A 34-year-old man who had neither erythema nor pruritus, had a labial angioedema appear. For three hours, this symptom lingered before gradually going away. After sixteen hours, he was fully recovered [25]. A profound urticaria is angioedema [26]. The COVID-19 infection is another example of a virus or bacterial infection that can cause urticaria and angioedema, expanding the list of cutaneous signs and symptoms of this puzzling sickness. Therefore, in the context of this pandemic, when clinically relevant, these lesions ought to trigger early viral testing and infection control measures [27].
Skin signs of diverse morphological characteristics, such as vesicles, acral chilblain lesions, petechiae exanthems and urticaria, are among the distinguishing symptoms of COVID-19 infection [28].
Inflammatory mediators like cytokines cause capillary vasodilatation and increased permeability,which is how the pathophysiology is explained [29]. The known relationship between SARS-CoV-2 and angiotensin-converting enzyme 2, a receptor for the virus to enter lung epithelial cells, provide a hypothesis that explains how angioedema started [30].
The skin manifestations of the enigmatic virus now include a new member in the form of angioedema, which is usually caused by various viral or bacterial illnesses.
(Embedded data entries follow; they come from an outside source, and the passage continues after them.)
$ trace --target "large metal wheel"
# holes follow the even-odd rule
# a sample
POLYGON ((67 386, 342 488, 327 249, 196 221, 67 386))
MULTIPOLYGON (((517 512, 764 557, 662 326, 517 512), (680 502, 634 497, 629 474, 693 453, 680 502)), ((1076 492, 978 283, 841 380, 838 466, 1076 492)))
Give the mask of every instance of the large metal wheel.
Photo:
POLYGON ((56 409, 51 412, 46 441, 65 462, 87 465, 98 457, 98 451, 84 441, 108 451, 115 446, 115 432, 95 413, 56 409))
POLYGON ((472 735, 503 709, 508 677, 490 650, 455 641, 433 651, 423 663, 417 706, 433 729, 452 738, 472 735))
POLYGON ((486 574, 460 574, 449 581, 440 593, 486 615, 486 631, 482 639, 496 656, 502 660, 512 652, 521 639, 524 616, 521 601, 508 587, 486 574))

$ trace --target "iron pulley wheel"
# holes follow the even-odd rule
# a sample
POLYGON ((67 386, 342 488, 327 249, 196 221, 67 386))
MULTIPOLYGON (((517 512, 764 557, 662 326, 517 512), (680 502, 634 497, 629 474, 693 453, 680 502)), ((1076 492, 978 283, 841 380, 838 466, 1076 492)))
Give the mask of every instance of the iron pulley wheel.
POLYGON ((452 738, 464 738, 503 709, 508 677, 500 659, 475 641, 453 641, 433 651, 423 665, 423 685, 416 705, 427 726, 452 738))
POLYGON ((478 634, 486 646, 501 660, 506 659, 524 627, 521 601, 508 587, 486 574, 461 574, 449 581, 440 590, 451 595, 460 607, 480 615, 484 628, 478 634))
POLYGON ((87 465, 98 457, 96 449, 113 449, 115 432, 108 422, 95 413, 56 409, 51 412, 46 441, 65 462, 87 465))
In spite of this, these lesions, in the context of this pandemic, ought to trigger early viral testing and infection control measures when clinically appropriate [31].
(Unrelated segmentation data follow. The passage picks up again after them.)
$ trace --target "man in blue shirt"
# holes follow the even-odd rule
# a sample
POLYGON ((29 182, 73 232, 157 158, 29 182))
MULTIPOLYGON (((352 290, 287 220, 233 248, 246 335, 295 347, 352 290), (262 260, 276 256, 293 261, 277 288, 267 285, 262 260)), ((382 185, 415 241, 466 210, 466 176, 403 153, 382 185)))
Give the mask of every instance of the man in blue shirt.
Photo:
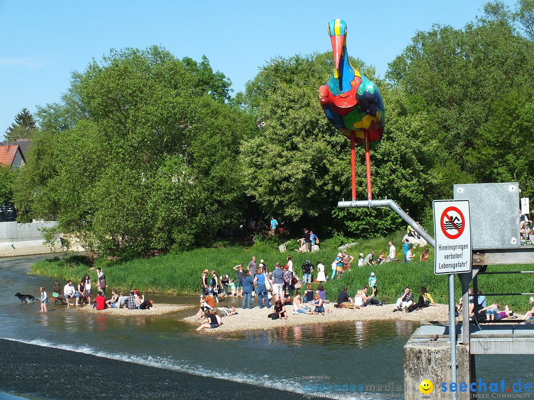
POLYGON ((284 303, 284 271, 279 262, 274 264, 274 270, 272 271, 272 293, 275 301, 280 300, 284 303))
POLYGON ((406 262, 407 261, 407 260, 406 259, 406 255, 408 254, 408 246, 409 245, 410 245, 408 243, 407 239, 405 239, 403 241, 402 250, 403 250, 403 253, 404 254, 404 259, 403 260, 403 262, 406 262))
POLYGON ((376 295, 376 277, 374 275, 374 273, 371 273, 369 277, 369 287, 373 290, 373 295, 376 295))
POLYGON ((254 279, 248 270, 243 274, 243 302, 241 308, 245 308, 246 302, 248 309, 252 308, 252 292, 254 290, 254 279))
POLYGON ((278 221, 274 219, 274 217, 271 217, 271 233, 274 234, 274 230, 276 229, 276 226, 278 225, 278 221))

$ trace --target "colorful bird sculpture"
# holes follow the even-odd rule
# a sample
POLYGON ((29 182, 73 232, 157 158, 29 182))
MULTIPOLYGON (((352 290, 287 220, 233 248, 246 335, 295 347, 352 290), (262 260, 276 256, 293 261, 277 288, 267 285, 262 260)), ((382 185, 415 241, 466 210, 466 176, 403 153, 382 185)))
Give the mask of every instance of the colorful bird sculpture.
POLYGON ((373 148, 384 132, 384 103, 372 82, 360 74, 349 60, 347 23, 343 20, 328 22, 328 34, 334 53, 334 73, 319 89, 319 98, 326 117, 351 140, 352 199, 356 199, 355 142, 365 147, 367 197, 371 199, 369 149, 373 148))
With over 45 clinical antihistamines available globally, antihistamines are currently the largest class of medications used in the treatment of allergic diseases. The first antihistamine was licensed for use in humans in 1942. They were once categorized as histamine H1 receptor (H1R) antagonists, but after stabilizing the H1R's inactive state, they were reclassified as inverse agonists [20]–[22]. These drugs interfere with the allergic-inflammatory processes by their mode of action and by opposing the actions of HA at the H1R. As a result, they are preferred therapies for individuals suffering from allergic rhinitis (AR), conjunctivitis and urticaria. They are classified as second-generation antihistamines.
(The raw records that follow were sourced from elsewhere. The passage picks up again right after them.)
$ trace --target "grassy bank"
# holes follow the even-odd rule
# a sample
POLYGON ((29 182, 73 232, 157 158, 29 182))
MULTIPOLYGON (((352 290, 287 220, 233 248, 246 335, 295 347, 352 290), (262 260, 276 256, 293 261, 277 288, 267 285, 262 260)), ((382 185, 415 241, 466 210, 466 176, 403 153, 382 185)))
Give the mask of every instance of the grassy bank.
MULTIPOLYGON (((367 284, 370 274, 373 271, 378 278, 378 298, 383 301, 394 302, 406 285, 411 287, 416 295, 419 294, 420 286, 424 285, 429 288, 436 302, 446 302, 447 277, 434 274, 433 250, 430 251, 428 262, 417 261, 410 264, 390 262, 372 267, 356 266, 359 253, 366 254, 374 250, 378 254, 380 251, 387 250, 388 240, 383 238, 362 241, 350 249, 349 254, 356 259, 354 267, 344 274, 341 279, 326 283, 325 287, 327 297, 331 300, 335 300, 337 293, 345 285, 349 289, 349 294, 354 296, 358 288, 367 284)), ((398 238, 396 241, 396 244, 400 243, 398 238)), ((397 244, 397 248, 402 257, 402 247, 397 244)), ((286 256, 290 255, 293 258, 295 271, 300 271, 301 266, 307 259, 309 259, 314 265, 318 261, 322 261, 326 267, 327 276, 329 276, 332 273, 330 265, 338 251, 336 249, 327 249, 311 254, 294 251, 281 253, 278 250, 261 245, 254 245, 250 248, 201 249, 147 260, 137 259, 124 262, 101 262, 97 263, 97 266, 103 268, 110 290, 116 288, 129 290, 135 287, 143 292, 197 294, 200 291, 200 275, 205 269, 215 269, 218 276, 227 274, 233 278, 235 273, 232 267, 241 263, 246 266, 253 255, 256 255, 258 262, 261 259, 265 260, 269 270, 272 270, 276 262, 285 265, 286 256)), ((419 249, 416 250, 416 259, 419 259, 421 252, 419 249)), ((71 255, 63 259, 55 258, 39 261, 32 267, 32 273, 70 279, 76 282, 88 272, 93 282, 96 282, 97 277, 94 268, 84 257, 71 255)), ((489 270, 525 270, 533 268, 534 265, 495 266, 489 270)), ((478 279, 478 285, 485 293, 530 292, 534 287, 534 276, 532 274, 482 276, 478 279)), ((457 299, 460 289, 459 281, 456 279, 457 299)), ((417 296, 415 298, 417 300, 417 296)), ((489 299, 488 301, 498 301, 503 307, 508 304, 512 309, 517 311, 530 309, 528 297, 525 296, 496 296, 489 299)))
Antihistamines are also prescribed for conditions such as atopic dermatitis (AD), anaphylaxis, nonallergic angioedema, otitis media, sinusitis, sleeplessness, anxiety, migraines and other vestibular disorders for which there is insufficient clinical proof of their effectiveness [23]. They are not utilized in people with asthma, even if they are recommended for those with allergic rhinitis and concurrent asthma [32].
A physiologically active chemical molecule is called a steroid. In order to treat allergic reactions, steroids like corticosteroids act by reducing the inflammation caused by allergies. They prevent and cure runny or itchy noses caused by seasonal or year-round allergies, as well as nasal stuffiness and sneezing. Additionally, they can lessen swelling and inflammation brought on by other kinds of allergic reactions.
Angioedema may be caused from the different medical conditions like medication taken during COVID or COVID vaccination or it may be due long-term COVID symptoms. Reslizumab or antihistamines would be the treatment options to the angioedema patients who have not responded to the steroid therapy. Moreover, building immunity also plays a major role to alleviate these symptoms.
The authors declare they have not used Artificial Intelligence (AI) tools in the creation of this article.